The Invention of Murder, Judith Flanders 

     I was so disappointed by this book.  It should have been one of my favorite books of the year, combining my interests in old fashioned historical true crime and my love of Judith Flanders.  Flanders is the historian who wrote Inside the Victorian Home, a truly wonderful book that explains what life what really like during Victorian time (especially for women) - what needed to be done to keep the home going.  It was one of my favorite books of 2007, and I recommend it to anyone who wants to either understand classic novels better, or be reassured that we are living in the best of all times (no matter how pretty the dresses were, ladies, we are way better off with washing machines and voting rights).  After that I read her Circle of Sisters, about four sisters who ended up being pretty amazingly involved in British history (one was married to Augustus Burne-Jones, one was Rudyard Kipling's mother, one was Stanley Baldwin's mother), and quite enjoyed that, too.  So I thought for sure that the author who brought the Victorians to life would have something great to say about murder - and how it became entertainment for the masses during the Victorian era.

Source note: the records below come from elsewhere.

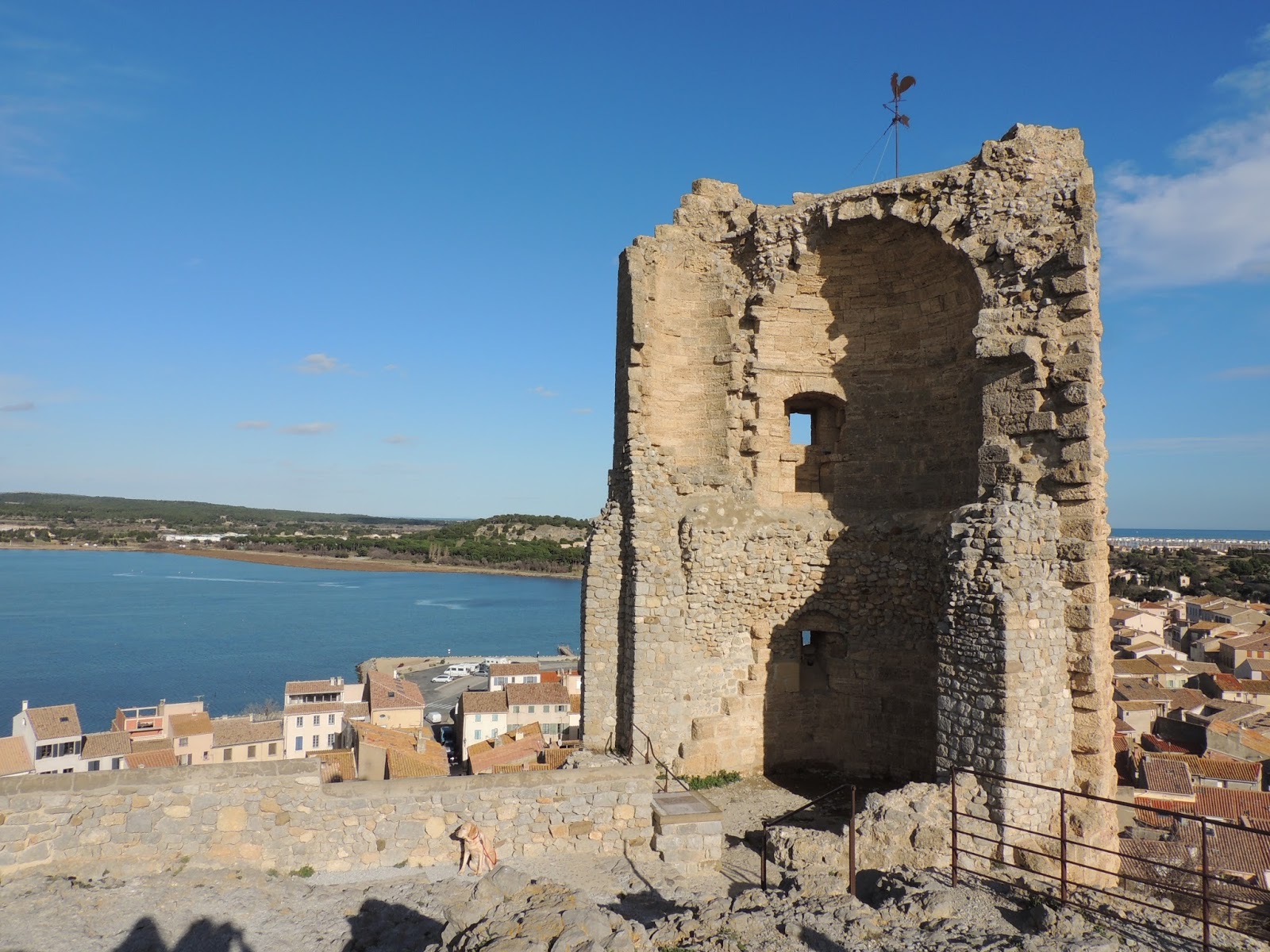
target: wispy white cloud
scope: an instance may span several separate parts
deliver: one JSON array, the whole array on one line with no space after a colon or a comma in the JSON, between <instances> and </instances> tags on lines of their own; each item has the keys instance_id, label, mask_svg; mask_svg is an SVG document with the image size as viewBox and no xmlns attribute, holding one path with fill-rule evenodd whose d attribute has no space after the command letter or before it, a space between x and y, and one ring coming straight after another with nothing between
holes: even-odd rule
<instances>
[{"instance_id":1,"label":"wispy white cloud","mask_svg":"<svg viewBox=\"0 0 1270 952\"><path fill-rule=\"evenodd\" d=\"M1224 437L1152 437L1113 443L1118 453L1265 453L1270 433L1234 433Z\"/></svg>"},{"instance_id":2,"label":"wispy white cloud","mask_svg":"<svg viewBox=\"0 0 1270 952\"><path fill-rule=\"evenodd\" d=\"M131 118L140 90L166 80L145 66L95 60L74 43L0 36L6 90L0 95L0 176L62 180L76 133Z\"/></svg>"},{"instance_id":3,"label":"wispy white cloud","mask_svg":"<svg viewBox=\"0 0 1270 952\"><path fill-rule=\"evenodd\" d=\"M1228 371L1218 371L1214 380L1255 380L1257 377L1270 377L1270 363L1257 367L1231 367Z\"/></svg>"},{"instance_id":4,"label":"wispy white cloud","mask_svg":"<svg viewBox=\"0 0 1270 952\"><path fill-rule=\"evenodd\" d=\"M1270 32L1260 44L1270 52ZM1176 175L1113 171L1102 190L1109 283L1181 287L1270 277L1270 58L1217 80L1248 114L1176 150Z\"/></svg>"},{"instance_id":5,"label":"wispy white cloud","mask_svg":"<svg viewBox=\"0 0 1270 952\"><path fill-rule=\"evenodd\" d=\"M348 371L348 364L340 363L329 354L309 354L293 369L300 373L337 373Z\"/></svg>"},{"instance_id":6,"label":"wispy white cloud","mask_svg":"<svg viewBox=\"0 0 1270 952\"><path fill-rule=\"evenodd\" d=\"M296 423L291 426L278 426L278 433L292 437L315 437L319 433L330 433L333 429L335 429L334 423Z\"/></svg>"}]
</instances>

     Except the book doesn't really do that - instead, it just goes through a series of famous murders - some of which a true crime reader will know (the maul and the pear tree, Madeline Smith, Constance Kent), some of which are somewhat obscure.  She is very interested in telling us which murders captured popular attention in the form of broadsheets, plays, and folk tales, but doesn't really tie a bow on the whole thing - you aren't left with any understanding of why the Victorians were interested in murder, or whether this led to the invention of the detective story or really anything.  It's as well written as all her books, and I would still read whatever she writes (it looks on her website that she has written a book about the Victorian city, which, if it is half as good as the book on the Victorian home should be a must-read).  But when I compare this book to, say, The Suspicions of Mr. Whicher, which told a true crime story and also put in the context of the growth of the police force, and the role of women in society and all sorts of things, I was disappointed.  I expected this to knock my socks off, and it was just ok.  Read Whicher instead.